18Autant que dire le moins en mettant en scène un narrateur peu fait pour l’action, impassible et en retrait, les auteurs minimalistes sont parfois traversés par l’envie de présenter le monde dans sa complexité, sa violence, avec les moyens narratifs qu’offre la littérature. C’est en partie ce qu’explique Patrick Deville dans l’entretien qu’il donne aux éditeurs, lorsqu’il parle de ses projets d’avenir, confirmés depuis, habités par une tentative encyclopédique, « une tentation d’épuiser complètement un sujet, de le maîtriser absolument, de tout lire, de traduire… puisque la plupart des informations n’étaient pas disponibles… et d’écrire à partir d’un grand volume de connaissances, et de construire avec ça un roman » (p. 326).

19Enfin, Aline Mura‑Brunel, dont la contribution clôt la série de ces études, perçoit, chez deux auteurs étudiés dans le recueil (Toussaint et Gailly) un retour en grâce de la fiction : un corps à corps avec le romanesque, moins perçu comme parodique que comme réellement opérant, avec ses ficelles, ses mots usés, voit le jour. La suite, à savoir les romans publiés par ces deux auteurs depuis 2003, renforce une telle intuition.

Vitesse et précipitation : le cas Toussaint

20On peut même, à propos de Jean‑Philippe Toussaint, parler d’un véritable emballement. Le début du xxie siècle le situe chez ceux qui n'hésitent pas, tels les avant‑centres9 d'une avant‑garde, à placer de fulgurantes accélérations, dont certaines relèvent du genre tragique. Là où, par exemple, pour contribuer à l'enfoncement de Venise estimé à trente centimètres par siècle, le narrateur de La Salle de bain effectue de vains petits bonds sur place (p. 81), celui de Faire l'amour quitte brusquement Tokyo dans un train lancé à 300 km à l'heure (p. 133). Alors que Monsieur, dans le roman éponyme, donne l'impression, au sens le plus strict du terme, de ne rien faire au bureau et pas tellement plus en dehors, le personnage principal de Fuir se trouve, lui, contraint de s'enfuir aussi vite que la puissance d'une moto le lui permet, l'angoisse chevillée au corps, dans la nuit chinoise (p. 109‑125). Dans La Télévision,les diverses activités du narrateur concourent à faciliter « la digestion du temps qui passe10 », pendant que, dans La Vérité sur Marie, il est question, entre autres dangers, d'échapper aux flammes dans un face‑à‑face où compte chaque seconde, au cœur d'une terreur donnée comme « inimaginable, indescriptible » (p. 189).
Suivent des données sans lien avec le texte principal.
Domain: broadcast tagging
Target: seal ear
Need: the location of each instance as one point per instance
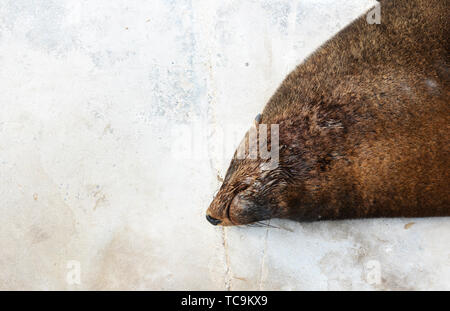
(258, 119)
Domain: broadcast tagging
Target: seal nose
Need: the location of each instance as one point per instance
(213, 220)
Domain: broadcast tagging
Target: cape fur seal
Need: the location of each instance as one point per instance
(364, 127)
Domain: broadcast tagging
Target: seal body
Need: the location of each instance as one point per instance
(364, 127)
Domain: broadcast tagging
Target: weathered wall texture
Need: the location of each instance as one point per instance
(94, 97)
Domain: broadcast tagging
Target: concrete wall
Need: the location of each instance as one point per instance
(112, 123)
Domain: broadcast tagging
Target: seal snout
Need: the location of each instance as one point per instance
(213, 220)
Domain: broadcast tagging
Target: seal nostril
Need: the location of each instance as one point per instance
(213, 220)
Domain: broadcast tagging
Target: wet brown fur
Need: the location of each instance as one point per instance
(364, 127)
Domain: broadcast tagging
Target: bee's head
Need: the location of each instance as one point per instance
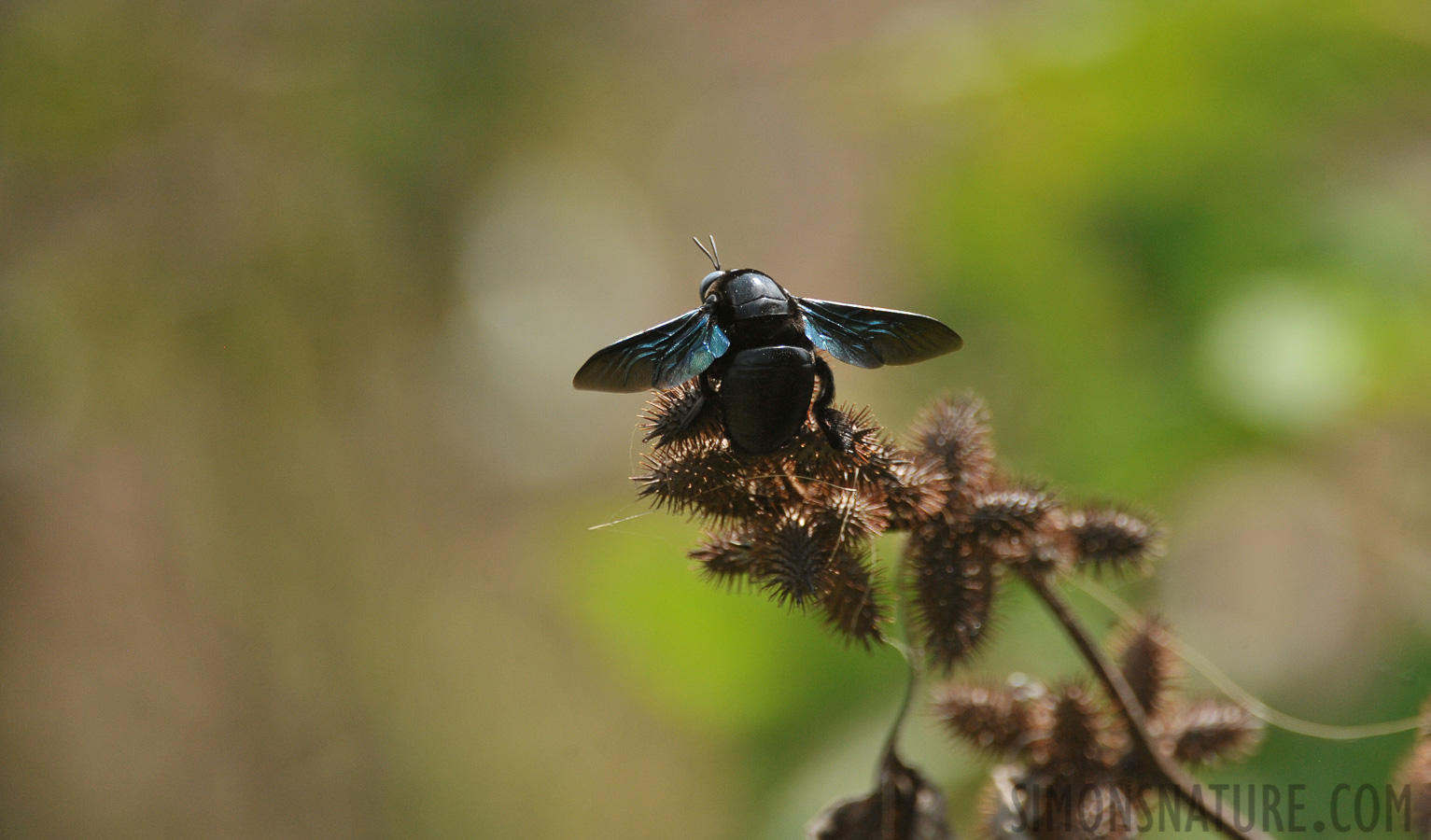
(708, 285)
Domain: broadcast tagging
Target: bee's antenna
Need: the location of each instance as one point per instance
(708, 255)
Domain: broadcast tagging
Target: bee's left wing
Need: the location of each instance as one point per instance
(867, 337)
(662, 357)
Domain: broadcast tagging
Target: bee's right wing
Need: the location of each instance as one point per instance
(662, 357)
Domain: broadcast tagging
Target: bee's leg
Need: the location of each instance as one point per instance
(823, 413)
(684, 416)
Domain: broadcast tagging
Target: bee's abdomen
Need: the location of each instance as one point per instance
(765, 394)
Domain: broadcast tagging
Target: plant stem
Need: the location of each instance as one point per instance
(1127, 703)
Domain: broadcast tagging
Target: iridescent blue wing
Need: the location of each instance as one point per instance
(866, 337)
(662, 357)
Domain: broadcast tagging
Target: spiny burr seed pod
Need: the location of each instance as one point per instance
(913, 493)
(1044, 553)
(1082, 741)
(849, 597)
(706, 478)
(904, 805)
(1109, 539)
(680, 413)
(859, 461)
(1006, 514)
(955, 579)
(1148, 662)
(956, 437)
(1211, 732)
(793, 554)
(727, 557)
(1001, 720)
(854, 512)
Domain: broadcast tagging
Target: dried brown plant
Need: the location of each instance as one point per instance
(796, 524)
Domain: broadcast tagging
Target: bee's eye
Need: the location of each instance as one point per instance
(706, 285)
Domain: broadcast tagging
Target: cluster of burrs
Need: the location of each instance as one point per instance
(797, 523)
(1069, 767)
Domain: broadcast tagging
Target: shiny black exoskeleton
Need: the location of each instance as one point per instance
(753, 345)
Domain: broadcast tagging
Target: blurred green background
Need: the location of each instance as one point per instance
(297, 498)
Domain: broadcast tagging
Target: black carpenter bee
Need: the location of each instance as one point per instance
(753, 345)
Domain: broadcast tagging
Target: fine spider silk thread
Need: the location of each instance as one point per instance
(1241, 695)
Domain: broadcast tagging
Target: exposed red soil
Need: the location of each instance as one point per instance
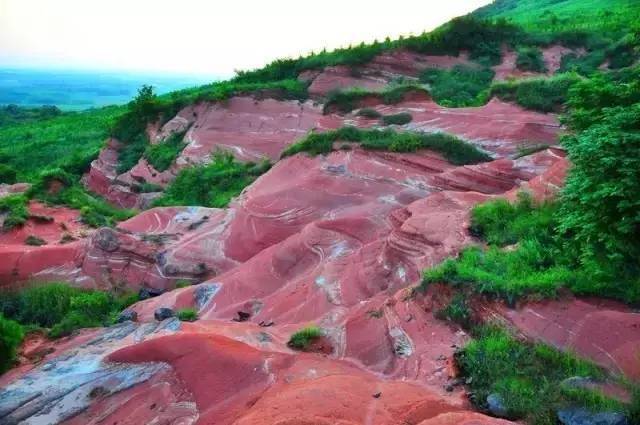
(58, 259)
(603, 331)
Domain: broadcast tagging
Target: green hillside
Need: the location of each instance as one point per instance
(561, 15)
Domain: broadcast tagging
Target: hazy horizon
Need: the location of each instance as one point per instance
(198, 37)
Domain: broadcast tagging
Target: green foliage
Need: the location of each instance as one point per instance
(212, 185)
(401, 118)
(11, 335)
(530, 59)
(453, 149)
(460, 86)
(34, 241)
(303, 338)
(69, 141)
(57, 187)
(345, 101)
(15, 208)
(187, 315)
(599, 213)
(538, 94)
(528, 377)
(163, 154)
(63, 308)
(369, 113)
(7, 174)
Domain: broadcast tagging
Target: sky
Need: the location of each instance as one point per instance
(212, 38)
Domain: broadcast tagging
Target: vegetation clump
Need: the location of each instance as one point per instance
(187, 315)
(455, 150)
(11, 335)
(303, 338)
(460, 86)
(163, 154)
(212, 185)
(401, 118)
(538, 94)
(530, 59)
(62, 308)
(529, 378)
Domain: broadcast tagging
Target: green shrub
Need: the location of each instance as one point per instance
(401, 118)
(530, 59)
(63, 308)
(460, 86)
(212, 185)
(11, 335)
(15, 208)
(34, 241)
(187, 315)
(303, 338)
(528, 377)
(163, 154)
(369, 113)
(538, 94)
(455, 150)
(8, 174)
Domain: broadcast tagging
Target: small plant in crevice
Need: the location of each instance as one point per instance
(401, 118)
(303, 338)
(187, 315)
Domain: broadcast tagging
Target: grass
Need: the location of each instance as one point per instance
(212, 185)
(528, 377)
(303, 338)
(94, 211)
(345, 101)
(11, 335)
(163, 154)
(401, 118)
(538, 94)
(62, 308)
(369, 113)
(187, 315)
(460, 86)
(455, 150)
(14, 207)
(530, 59)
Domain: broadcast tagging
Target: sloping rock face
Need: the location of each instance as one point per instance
(62, 235)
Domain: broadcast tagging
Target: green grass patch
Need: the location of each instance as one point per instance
(345, 101)
(401, 118)
(187, 315)
(530, 59)
(303, 338)
(460, 86)
(369, 113)
(212, 185)
(528, 377)
(538, 94)
(62, 308)
(455, 150)
(164, 153)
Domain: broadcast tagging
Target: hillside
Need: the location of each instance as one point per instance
(561, 15)
(434, 230)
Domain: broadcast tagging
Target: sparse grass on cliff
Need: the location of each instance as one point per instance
(459, 86)
(212, 185)
(455, 150)
(528, 378)
(303, 338)
(163, 154)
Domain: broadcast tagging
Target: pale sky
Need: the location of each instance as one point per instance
(200, 36)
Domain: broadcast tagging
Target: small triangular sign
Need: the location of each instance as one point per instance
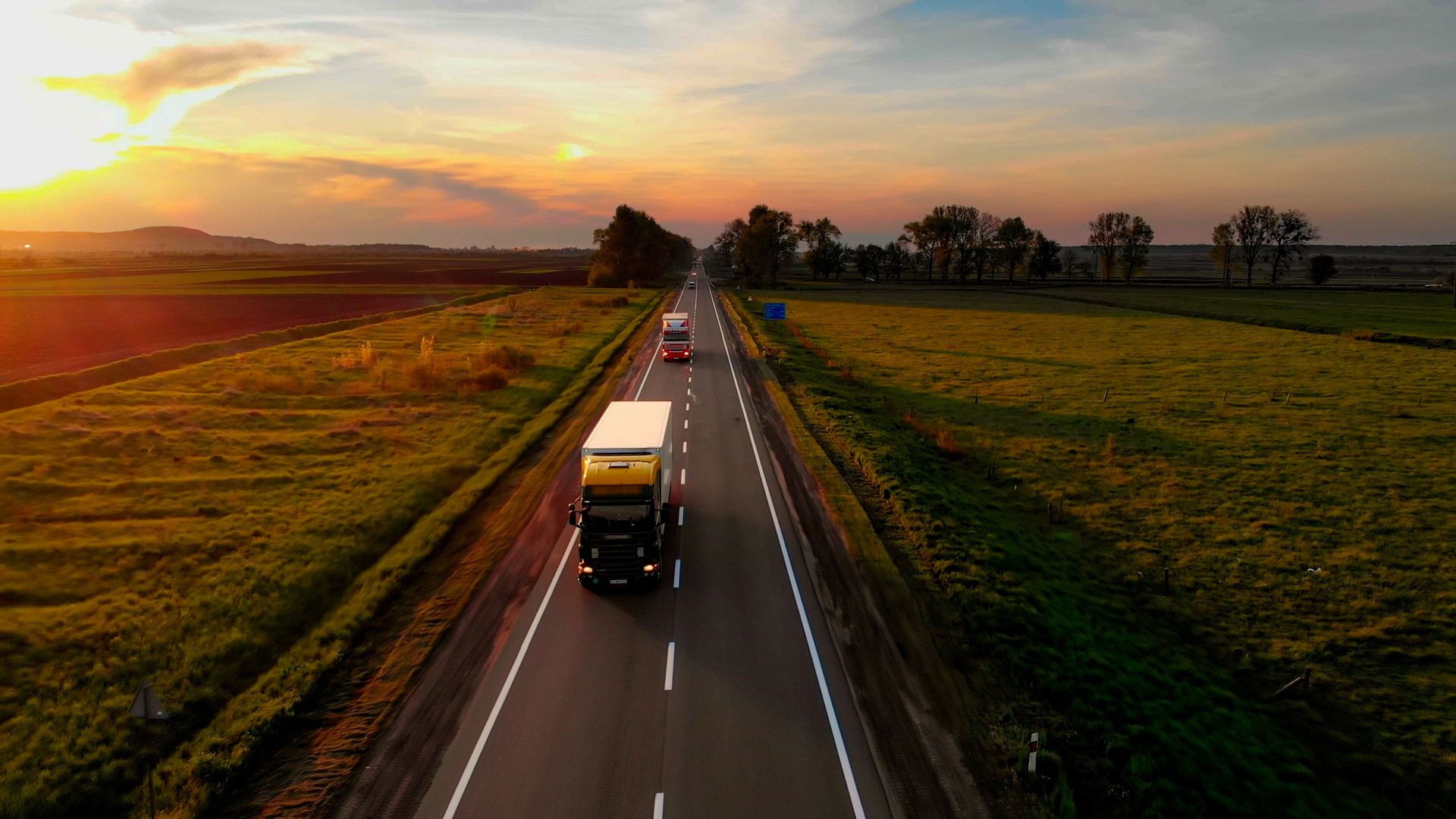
(147, 704)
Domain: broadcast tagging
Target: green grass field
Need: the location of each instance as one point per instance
(1294, 485)
(1426, 314)
(190, 528)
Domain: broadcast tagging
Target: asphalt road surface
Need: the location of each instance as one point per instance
(717, 694)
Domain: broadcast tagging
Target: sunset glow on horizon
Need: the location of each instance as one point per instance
(394, 121)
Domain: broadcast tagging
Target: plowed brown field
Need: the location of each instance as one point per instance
(55, 334)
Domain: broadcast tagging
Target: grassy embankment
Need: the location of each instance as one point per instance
(1301, 516)
(223, 529)
(1421, 318)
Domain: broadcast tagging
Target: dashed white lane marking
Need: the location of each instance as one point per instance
(794, 586)
(510, 679)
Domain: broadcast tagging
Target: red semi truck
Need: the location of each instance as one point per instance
(677, 337)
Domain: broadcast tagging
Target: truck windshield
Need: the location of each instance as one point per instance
(618, 518)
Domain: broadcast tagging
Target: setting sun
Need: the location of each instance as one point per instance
(571, 152)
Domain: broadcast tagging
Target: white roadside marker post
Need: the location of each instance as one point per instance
(147, 706)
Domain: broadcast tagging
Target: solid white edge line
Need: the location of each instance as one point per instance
(794, 585)
(510, 679)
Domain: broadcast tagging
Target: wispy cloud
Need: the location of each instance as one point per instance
(147, 82)
(867, 111)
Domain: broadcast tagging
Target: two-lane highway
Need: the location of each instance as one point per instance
(717, 694)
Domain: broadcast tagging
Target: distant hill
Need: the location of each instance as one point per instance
(190, 241)
(139, 241)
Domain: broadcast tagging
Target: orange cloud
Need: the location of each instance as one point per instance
(147, 82)
(416, 203)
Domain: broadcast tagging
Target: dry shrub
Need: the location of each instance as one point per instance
(503, 357)
(424, 373)
(363, 356)
(603, 303)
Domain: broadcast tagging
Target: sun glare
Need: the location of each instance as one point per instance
(53, 133)
(571, 152)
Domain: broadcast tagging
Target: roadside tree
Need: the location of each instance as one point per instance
(1253, 229)
(868, 260)
(766, 246)
(823, 251)
(1106, 238)
(1222, 253)
(727, 242)
(896, 260)
(1012, 241)
(1289, 238)
(1138, 240)
(634, 248)
(1044, 259)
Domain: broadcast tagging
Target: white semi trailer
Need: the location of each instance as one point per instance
(626, 472)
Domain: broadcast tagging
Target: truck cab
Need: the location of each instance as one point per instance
(622, 522)
(626, 466)
(677, 337)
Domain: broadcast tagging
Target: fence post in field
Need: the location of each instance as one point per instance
(147, 706)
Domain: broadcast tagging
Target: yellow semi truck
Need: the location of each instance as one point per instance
(626, 471)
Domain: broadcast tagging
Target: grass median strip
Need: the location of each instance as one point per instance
(223, 529)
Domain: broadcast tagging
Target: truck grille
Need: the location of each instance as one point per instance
(619, 560)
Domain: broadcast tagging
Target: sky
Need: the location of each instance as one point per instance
(459, 123)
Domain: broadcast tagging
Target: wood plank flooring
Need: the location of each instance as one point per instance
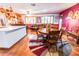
(21, 48)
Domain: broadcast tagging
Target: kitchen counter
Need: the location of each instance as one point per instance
(10, 35)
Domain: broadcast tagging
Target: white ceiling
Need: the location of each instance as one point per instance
(40, 8)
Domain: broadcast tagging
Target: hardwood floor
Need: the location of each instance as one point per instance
(21, 48)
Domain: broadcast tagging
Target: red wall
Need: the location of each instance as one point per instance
(73, 23)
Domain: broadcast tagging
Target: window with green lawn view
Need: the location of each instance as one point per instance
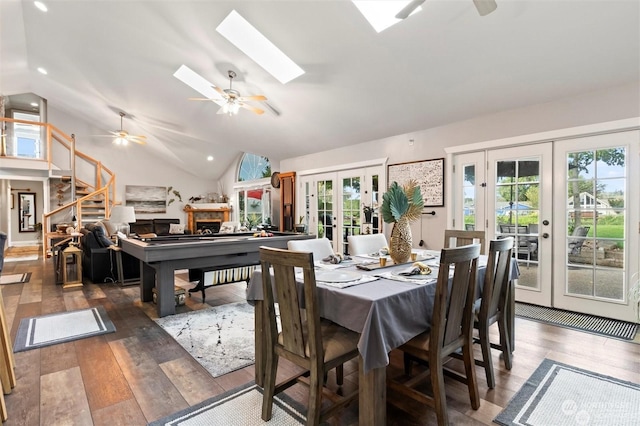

21Les personnages impassibles, aux postures et aux gestes abstraits, faisant fi des convenances sociales, narquois et agressifs dans leurs silences et qui pour ces raisons sont inimitables de drôlerie — bref, les parangons du roman minimaliste — laissent donc place à un homme habité par des moments de panique incontrôlée, luttant contre la douleur d'une séparation, celle d'avec Marie, personnage tout aussi présent qu'absent de Faire l'amour, Fuir et La Vérité sur Marie publiés respectivement en 2002, 2005 et 2009. Dans cette nouvelle étape qu'on pourrait désigner sous le titre de Trilogie de Marie, le monde se mondialise (comme il se doit en direction de l'Asie), les personnages, au lieu de faire de l'immobilité le but et de l'inaction un art de vivre, se mettent à courir, parfois vite et parfois loin, et parfois jusqu'au bord de l'épuisement. Le temps planétaire que la technologie contribue à imposer aux êtres fait se côtoyer le diurne et le nocturne (Faire l'amour, p. 83 ; Fuir, p. 55‑56). Des enveloppes pleines d'argent circulent. Des malfrats font leur apparition. De la drogue aussi. On s'insulte. On désespère de ne pouvoir jamais accomplir un geste fatal. Et parfois l'on meurt.

22On passe donc du vide au plein dans un mouvement pouvant mener la narration jusqu'au point idéal de la surchauffe. L'effet de vitesse ne se confond jamais avec celui de la précipitation, mais mise sur une précision extrême (en particulier dans le lexique) et s'accompagne de changements significatifs dans la syntaxe11. Dans La Vérité sur Marie, la scène qui décrit le pur‑sang Zahir à l'aéroport de Tokyo au moment de son embarquement dans un avion‑cargo, scène qui se situe au centre du livre, forme le plus saisissant des contrastes. L'animal, « cinq cents kilos de nervosité, d'irritabilité et de fureur » (p. 100) refuse de monter à bord de cet autre monstre de vitesse et de puissance, un Boeing 747 de la Lufthansa (p. 118). Rendu fou par la panique, Zahir échappe à ses gardes et s'enfuit au galop sur le tarmac, « libre et furieux » au cœur d'un orage à la violence extrême (p. 104). S'ensuit un véritable emballement du récit, qui mime dans sa forme les moments successifs de la poursuite vaine et dangereuse puis de la ruse et de l'exactitude des gestes pour faire plier la volonté de l'animal et le ramener vers l'avion, tel un gros chien disproportionné, aveugle et claudiquant sur trois pattes (p. 116). Le moment de pause qui suit la capture est rendu par un interligne important, de l'ordre du tiers de page, comme pour mieux rendre un silence prolongé, excitant supplémentaire et paradoxal pour le lecteur.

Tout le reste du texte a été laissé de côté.